April 19, 2019
An Iranian couple has been caught trying to enter Argentina with forged Israeli passports, the Argentine dailies La Nacion and Clarin have both reported. Given the widely-held belief that Iran was behind two huge bombings in Buenos Aires in the 1990s, the arrests have drawn far more attention than passport forgery would normally get.
The two Iranian nationals were arrested March 16. The man, aged 27, identified himself as Sajjad Naserani and claimed he was a photographer. The woman, 31, presented herself as Mahsoreh Sabzali and said she was an engineer and an architect.
The forgeries are blatantly amateurish, with many obvious typos in Hebrew. That sparked some to argue the forgeries weren’t unlikely to have been done by Iranian intelligence.
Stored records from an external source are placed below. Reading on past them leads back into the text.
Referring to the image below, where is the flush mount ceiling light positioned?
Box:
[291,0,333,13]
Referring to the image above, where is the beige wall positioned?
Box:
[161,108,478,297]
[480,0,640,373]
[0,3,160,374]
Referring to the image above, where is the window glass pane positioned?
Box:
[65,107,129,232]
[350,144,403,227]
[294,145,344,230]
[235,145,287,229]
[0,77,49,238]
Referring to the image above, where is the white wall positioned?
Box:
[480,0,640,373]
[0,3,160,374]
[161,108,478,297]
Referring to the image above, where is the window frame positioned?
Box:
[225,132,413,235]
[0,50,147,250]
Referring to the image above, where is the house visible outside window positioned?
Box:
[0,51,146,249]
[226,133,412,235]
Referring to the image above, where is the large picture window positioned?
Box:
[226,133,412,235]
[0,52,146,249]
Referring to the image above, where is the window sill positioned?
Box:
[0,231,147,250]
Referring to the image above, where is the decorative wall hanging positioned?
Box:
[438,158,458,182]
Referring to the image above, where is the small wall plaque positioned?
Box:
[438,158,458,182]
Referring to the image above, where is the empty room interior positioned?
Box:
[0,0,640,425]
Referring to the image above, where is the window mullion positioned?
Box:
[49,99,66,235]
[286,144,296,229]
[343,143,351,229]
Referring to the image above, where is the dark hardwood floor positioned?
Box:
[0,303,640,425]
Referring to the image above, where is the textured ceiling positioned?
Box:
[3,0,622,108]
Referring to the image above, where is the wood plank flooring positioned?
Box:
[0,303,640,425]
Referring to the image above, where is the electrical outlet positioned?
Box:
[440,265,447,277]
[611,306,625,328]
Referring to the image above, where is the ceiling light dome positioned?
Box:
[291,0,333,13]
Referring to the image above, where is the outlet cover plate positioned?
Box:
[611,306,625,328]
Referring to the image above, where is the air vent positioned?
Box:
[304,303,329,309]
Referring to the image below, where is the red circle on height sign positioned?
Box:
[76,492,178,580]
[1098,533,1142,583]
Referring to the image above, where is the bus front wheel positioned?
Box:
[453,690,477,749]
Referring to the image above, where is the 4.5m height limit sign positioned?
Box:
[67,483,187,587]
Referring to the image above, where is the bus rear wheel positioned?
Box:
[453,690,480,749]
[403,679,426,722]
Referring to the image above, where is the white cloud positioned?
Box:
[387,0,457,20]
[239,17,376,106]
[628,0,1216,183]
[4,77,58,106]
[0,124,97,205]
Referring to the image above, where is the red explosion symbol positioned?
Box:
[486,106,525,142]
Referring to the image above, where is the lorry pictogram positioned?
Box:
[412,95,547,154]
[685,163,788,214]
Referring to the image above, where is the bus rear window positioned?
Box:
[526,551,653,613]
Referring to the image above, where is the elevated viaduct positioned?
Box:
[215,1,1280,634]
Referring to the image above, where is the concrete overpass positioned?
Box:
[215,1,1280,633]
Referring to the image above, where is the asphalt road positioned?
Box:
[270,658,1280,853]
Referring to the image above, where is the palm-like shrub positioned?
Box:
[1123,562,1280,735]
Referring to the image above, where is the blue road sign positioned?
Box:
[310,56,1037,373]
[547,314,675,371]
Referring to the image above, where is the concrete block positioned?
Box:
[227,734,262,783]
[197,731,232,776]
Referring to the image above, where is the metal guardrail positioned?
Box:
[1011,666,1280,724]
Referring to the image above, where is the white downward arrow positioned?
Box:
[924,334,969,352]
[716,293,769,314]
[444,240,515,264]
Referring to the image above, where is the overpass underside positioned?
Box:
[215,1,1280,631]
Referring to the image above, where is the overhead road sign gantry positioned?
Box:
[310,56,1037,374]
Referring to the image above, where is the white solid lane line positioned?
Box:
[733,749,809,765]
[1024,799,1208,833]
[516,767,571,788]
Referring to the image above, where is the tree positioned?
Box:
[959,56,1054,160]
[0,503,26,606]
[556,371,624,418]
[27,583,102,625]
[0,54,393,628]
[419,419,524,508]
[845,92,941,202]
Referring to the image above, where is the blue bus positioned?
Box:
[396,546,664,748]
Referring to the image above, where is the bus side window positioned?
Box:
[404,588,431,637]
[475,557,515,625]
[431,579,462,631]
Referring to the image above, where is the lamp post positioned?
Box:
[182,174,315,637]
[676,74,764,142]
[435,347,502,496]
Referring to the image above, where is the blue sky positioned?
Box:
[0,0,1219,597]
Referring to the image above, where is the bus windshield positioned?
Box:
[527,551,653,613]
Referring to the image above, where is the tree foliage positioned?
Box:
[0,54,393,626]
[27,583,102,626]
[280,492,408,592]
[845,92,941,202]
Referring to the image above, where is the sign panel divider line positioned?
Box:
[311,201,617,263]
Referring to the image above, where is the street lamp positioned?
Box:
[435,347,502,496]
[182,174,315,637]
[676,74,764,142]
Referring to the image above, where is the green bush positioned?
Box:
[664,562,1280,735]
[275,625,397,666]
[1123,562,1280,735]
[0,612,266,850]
Police cordoned off a 40-block area as they searched for the suspects, indicating the fear that they had brought bombs into the country. They were found and arrested, but without any bombs.
The suspects told investigators they traveled from Iran to Spain, where they likely obtained their forged Israeli passports. Using the documents, the couple flew to Argentina.
Interpol confirmed that the passports used by the Iranians were fake, according to Clarin, which reported that Israel confirmed the passport numbers belonged to two Israelis of French descent.
A similar incident took place a few days before last year’s G-20 summit in Argentina, when two Iranian men were arrested after they entered the country via Bolivia using forged passports. They were found with a small weapons arsenal, Arabic-language credentials and the image of a Hezbollah flag.
But Argentina has not reported such incriminating materials were found on the Iranian couple arrested last month.